Chapter 23 Cholesky Decompostion
Another decomposition method is Cholesky (or Choleski) decomposition. The Cholesky decomposition method—used in statistical applications from nonlinear optimization, to Monte Carlo simulation methods, to Kalman filtering—is much more computationally efficient than the LU method. The Cholesky method decomposes a symmetric, positive definite matrix A into the product of two matrices, \(\mathbf{L}\) (a lower-triangular matrix) and \(\mathbf{L}^*\) (the conjugate transpose of \(\mathbf{L}\)).11
\[ \underset{n \times n}{\mathbf{A}} = \mathbf{LL}^* \]
The conjugate transpose is computed by taking the transpose of a matrix and then finding the complex conjugate of each element in the matrix. To understand what a complex conjugate is, we first remind you of the idea of a complex number. Remember that all real and imaginary numbers are complex numbers which can be expressed as \(a+bi\), where a is the real part of the number and b is the imaginary part of the number, and i is the square root of \(-1\). For example the number 2 can be expressed as \(2 + 0i\). Note: The complex conjugate of a real number is just the real number, since \(a+0i = a-0i=a\).
The complex conjugate of a number is itself a complex number that has the exact same real part and an imaginary part equal in magnitude but opposite in sign.
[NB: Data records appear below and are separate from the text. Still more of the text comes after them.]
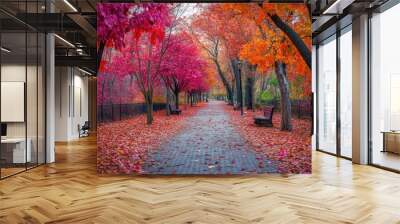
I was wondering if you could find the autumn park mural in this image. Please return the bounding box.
[97,3,312,175]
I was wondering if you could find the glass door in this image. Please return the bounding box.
[317,35,337,154]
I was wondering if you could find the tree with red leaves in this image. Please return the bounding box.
[162,34,207,109]
[97,3,169,71]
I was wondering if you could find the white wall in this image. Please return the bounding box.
[55,67,89,141]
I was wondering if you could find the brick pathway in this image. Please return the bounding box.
[143,101,276,174]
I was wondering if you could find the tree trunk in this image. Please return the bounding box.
[245,77,254,110]
[175,91,179,110]
[144,93,153,125]
[97,42,105,71]
[231,59,242,106]
[269,14,311,68]
[275,61,292,131]
[214,60,233,104]
[165,87,171,116]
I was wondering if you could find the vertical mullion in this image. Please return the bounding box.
[315,44,319,150]
[367,11,373,164]
[36,0,39,166]
[24,0,28,170]
[0,20,3,180]
[336,27,342,156]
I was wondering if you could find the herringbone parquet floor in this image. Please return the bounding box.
[0,137,400,224]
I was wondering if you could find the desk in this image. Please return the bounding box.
[382,131,400,154]
[1,138,32,163]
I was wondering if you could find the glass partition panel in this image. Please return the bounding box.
[370,5,400,170]
[340,27,353,158]
[1,32,27,177]
[318,37,337,153]
[26,32,39,168]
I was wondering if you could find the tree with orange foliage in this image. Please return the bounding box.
[188,7,233,104]
[224,3,311,131]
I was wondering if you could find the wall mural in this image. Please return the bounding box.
[97,3,312,175]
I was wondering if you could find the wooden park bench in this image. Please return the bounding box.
[169,104,182,115]
[254,106,274,127]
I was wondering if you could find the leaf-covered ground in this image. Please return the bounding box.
[225,105,312,174]
[97,104,204,174]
For example the complex conjugate for the number \(3 + 2i\) is \(3 - 2i\).
As an example, say that matrix A was
\[ \mathbf{A} = \begin{bmatrix} 1 & 3+i & -2+3i \\ 0 & 4 & 0-i \\ \end{bmatrix} \]
The conjugate transpose of A, symbolized as \(\mathbf{A}^*\), can be found by first computing the transpose of A, and then finding the complex conjugate of each element in the transpose.
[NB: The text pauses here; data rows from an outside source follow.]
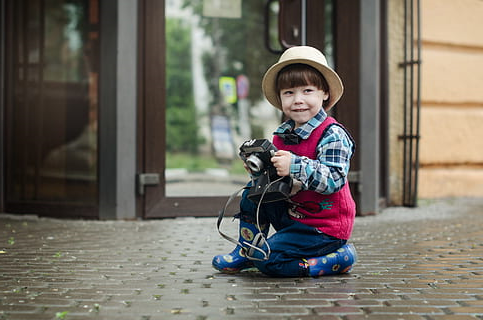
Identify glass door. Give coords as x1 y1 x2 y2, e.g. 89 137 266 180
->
5 0 99 217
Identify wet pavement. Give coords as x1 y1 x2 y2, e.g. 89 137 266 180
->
0 199 483 320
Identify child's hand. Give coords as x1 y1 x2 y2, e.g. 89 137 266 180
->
270 150 292 177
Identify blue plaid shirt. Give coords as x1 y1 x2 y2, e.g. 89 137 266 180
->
275 108 355 194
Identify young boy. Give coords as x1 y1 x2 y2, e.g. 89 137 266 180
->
213 46 357 277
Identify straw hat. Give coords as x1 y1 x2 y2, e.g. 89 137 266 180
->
262 46 344 110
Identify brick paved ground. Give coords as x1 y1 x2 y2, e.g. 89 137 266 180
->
0 199 483 320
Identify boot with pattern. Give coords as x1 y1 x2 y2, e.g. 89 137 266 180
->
212 220 269 273
307 244 357 277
\[ \mathbf{A}^{\intercal} = \begin{bmatrix} 1 & 0 \\ 3+i0 & 4 \\ -2+3i & 0-i \end{bmatrix} \]
And,
\[ \mathbf{A}^{*} = \begin{bmatrix} 1 & 0 \\ 3-i0 & 4 \\ -2-3i & 0+i \end{bmatrix} \]
Many texts just present the notation for the Cholesky decomposition as \(\mathbf{A}=\mathbf{LL}^\intercal\), rather than \(\mathbf{A}=\mathbf{LL}^*\). This is because they make the further assumption that all the elements in A are real numbers. In that case, \(\mathbf{L}^*=\mathbf{L}^\intercal\). We will make that assumption and use that notation moving forward.
23.1 Example of Cholesky Decomposition
Say we wanted to compute a Cholsky decomposition on a \(2 \times 2\) symmetric matrix:
\[ \underset{2\times 2}{\mathbf{A}} = \begin{bmatrix} 5 & -4 \\ -4 & 5 \\ \end{bmatrix} \]
The Cholesky decomposition would factor A into the following:
\[ \begin{split} \underset{2\times 2}{\mathbf{A}} &= \underset{2\times 2}{\mathbf{L}}~\underset{2\times 2}{\mathbf{L}^\intercal}\\[1em] \begin{bmatrix} 5 & -4 \\ -4 & 5 \\ \end{bmatrix} &= \begin{bmatrix} l_{11} & 0 \\ l_{21} & l_{22} \\ \end{bmatrix} \begin{bmatrix} l_{11} & l_{21} \\ 0 & l_{22} \\ \end{bmatrix} \end{split} \]
Carrying out the matrix algebra we have the following three unique equations:
\[ \begin{split} 5 &= l_{11}(l_{11}) \\[0.5em] -4 &= l_{11}(l_{21}) \\[0.5em] 5 &= l_{21}(l_{21}) + l_{22}(l_{22}) \end{split} \]
Since we have three equations with three unknowns we can solve for each element in L.
\[ \begin{split} l_{11} &= \sqrt{5} \approx 2.24\\[0.5em] l_{21} &= \dfrac{-4}{\sqrt{5}} \approx -1.79 \\[0.5em] l_{22} &= \sqrt{1.8} \approx 1.34 \end{split} \]
So the Cholsky decomposition is,
\[ \begin{bmatrix} 5 & -4 \\ -4 & 5 \\ \end{bmatrix} = \begin{bmatrix} \sqrt{5} & 0 \\ \dfrac{-4}{\sqrt{5}} & \sqrt{1.8} \\ \end{bmatrix} \begin{bmatrix} \sqrt{5} & \dfrac{-4}{\sqrt{5}} \\ 0 & \sqrt{1.8} \\ \end{bmatrix} \]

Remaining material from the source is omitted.